The Theatreguide.London Review
There Came a Gypsy Riding
Almeida Theatre Winter-Spring 2007
Frank McGuinness's new play is a poetic and evocative study in love and grief, and also probably the funniest play about death you're ever likely to see.
An Irish family - parents and adult son and daughter - assemble at a beach house where, two years ago, another son killed himself.
It is clear from the start that none of the four have fully come to grips with the tragedy, or even with the process of mourning, and in the course of the play we watch them make the first steps toward the healing power of grief.
Mother has bottled down her emotions so tightly under the seal of carrying on as usual that an explosion into near-madness is inevitable. Father has done what fathers do, keeping his feelings hidden even from himself as he tries to be strong.
And son and daughter, starving for the release of open grieving, are barely holding themselves together.
Being Irish, they bicker and fight with a violence that would be frightening if their love for each other weren't so palpable. Being Irish, they express themselves in a rich and evocative poetry that always threatens to (and occasionally does) go over the top into bathos.
Being Irish, they express their darkest feelings with a mordant wit that is as inventive as it is hilarious.
And, being Irish, their playwright loves them all, wishes them well, and invites us to rejoice in the small steps toward emotional health that he guides them through.
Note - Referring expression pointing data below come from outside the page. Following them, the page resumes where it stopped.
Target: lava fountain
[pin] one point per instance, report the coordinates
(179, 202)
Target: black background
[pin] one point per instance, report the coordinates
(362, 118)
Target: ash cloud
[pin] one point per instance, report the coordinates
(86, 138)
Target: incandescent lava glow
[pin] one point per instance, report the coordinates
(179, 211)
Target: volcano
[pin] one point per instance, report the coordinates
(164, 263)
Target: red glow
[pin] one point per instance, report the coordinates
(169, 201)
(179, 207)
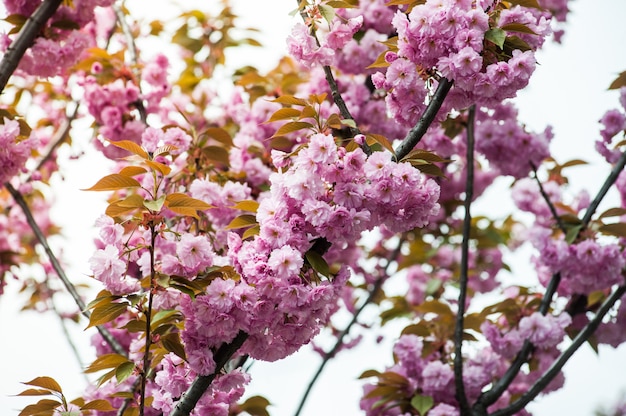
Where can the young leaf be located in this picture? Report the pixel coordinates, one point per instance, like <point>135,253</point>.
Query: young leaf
<point>422,403</point>
<point>242,221</point>
<point>291,127</point>
<point>318,263</point>
<point>114,182</point>
<point>185,205</point>
<point>103,314</point>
Under Michael Attenborough's skilled direction, the production boasts at least two performances that are not likely to be bettered this year.
As the mother, Imelda Staunton displays a range from steely hardness to explosive loss of control, making every spot on that continuum real and deeply moving.
McGuinness gives her a back story of rising from village poverty and ignorance to a university lectureship to explain both her strength and her lapses into weakness, and Staunton plays all those notes to create a rich andf ull characterisation.
Matching her accomplishment is Eileen Atkins as the somewhat dotty distant cousin and neighbour who can switch in an instant from singing old rock'n'roll songs, to telling bizarre anecdotes whose most surprising aspect is that they actually have a point, to dropping an emotional bombshell at exactly the wrong - or perhaps, given that her dottiness has method in it - exactly the right moment.
There is a scene near the end of the play when her character has been banished from the house to sit at one side of the stage staring at the sea while the others talk inside. All the action is on their side of the stage, but so immersed in reality is Atkins that you will be watching her just sitting there.
Ian McElhinney as father and Elaine Cassidy and Aidan McArdle as the surviving children provide solid support, all contributing to the play's warmth, humour and touching beauty.